Let us start with 80:20 rule.
When I design something, I generally make sure that my solutions perfectly fits 80% of my users or 80% of their requirements. Although I do not ignore the remaining 20%, I try to provide workarounds or alternatives to meet their needs without significantly impacting the streamlined system built considering the 80%. In other words, I tend to design for probabilities and not possibilities. This pretty much answers your worst case scenario of 1000 fields at one point on UI. Definitely 1000 fields will create multiple bindings on Angular and would be a huge performance hit too.
Establish an Information Architecture or Hierarchy.
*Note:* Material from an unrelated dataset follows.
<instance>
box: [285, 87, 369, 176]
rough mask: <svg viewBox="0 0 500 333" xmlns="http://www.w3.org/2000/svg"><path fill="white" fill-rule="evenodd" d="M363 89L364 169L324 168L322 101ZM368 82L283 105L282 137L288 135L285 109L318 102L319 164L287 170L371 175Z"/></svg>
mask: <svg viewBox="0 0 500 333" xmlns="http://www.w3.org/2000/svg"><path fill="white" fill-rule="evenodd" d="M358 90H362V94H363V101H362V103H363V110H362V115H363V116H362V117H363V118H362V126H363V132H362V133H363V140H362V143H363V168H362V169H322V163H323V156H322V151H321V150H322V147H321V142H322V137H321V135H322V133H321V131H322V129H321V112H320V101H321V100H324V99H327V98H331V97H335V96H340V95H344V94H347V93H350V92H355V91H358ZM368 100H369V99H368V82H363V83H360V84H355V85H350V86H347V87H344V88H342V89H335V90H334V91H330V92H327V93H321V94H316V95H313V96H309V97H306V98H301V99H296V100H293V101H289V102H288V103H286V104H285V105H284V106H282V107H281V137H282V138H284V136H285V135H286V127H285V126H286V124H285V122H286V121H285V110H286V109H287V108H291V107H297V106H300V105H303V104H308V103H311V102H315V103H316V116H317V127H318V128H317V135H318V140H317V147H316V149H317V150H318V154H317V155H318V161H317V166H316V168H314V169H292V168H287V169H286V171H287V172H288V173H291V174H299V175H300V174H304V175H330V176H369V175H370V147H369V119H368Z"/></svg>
Naturally, it is not necessary to replicate your data structure on the UI. I would try to segregate the possible 1000 fields into categories. I would try to find common traits between them and group them accordingly. This will provide my first level of filtering. I will bring the fields to manageable set and probably show those in editable grid (say, contact information). I am not sure in your case, but generally your core data which you manipulate and edit has a lot of attributes and modifiers which help you enrich the data, but you can drill down to your absolute core. I just took an example of contact information.
A User Roles System
As you mentioned that there would be 1000 fields which you need to act upon. I have a gut feeling that not all 1000 would be editable for all the type of users, all the time. An effective user role management will help you segregate the responsibilities and design the Information Architecture better for each user role.
View Options
Also, based on the Information Architecture, you can come up with sets of views with which you want to present the same data. With this approach you can still allow editing of all the fields without the performance hit. For example in a loan processing systems, a user might be interested in working on contact addresses management, a contact EMIs and finances management, various branches and nodal offices management etc. These and many other views will have specific fields grouped together offering your users a way to maintain context and work on smaller chunks of data at a time. This should help improving the overall performance too.
Strong Search
You could augment the system by providing an advanced search using the knowledge of dependencies between various fields. This will help user to get a manageable data set to work with at any point of time.
My suggestions may not solve your specific problem, but all of them have a common trait. I am trying to classify your data to make it less overwhelming to the user, and less taxing on the system. I am sorry if I am way off mark, but if you can explain your system more in comments, I might be able to edit this answer later.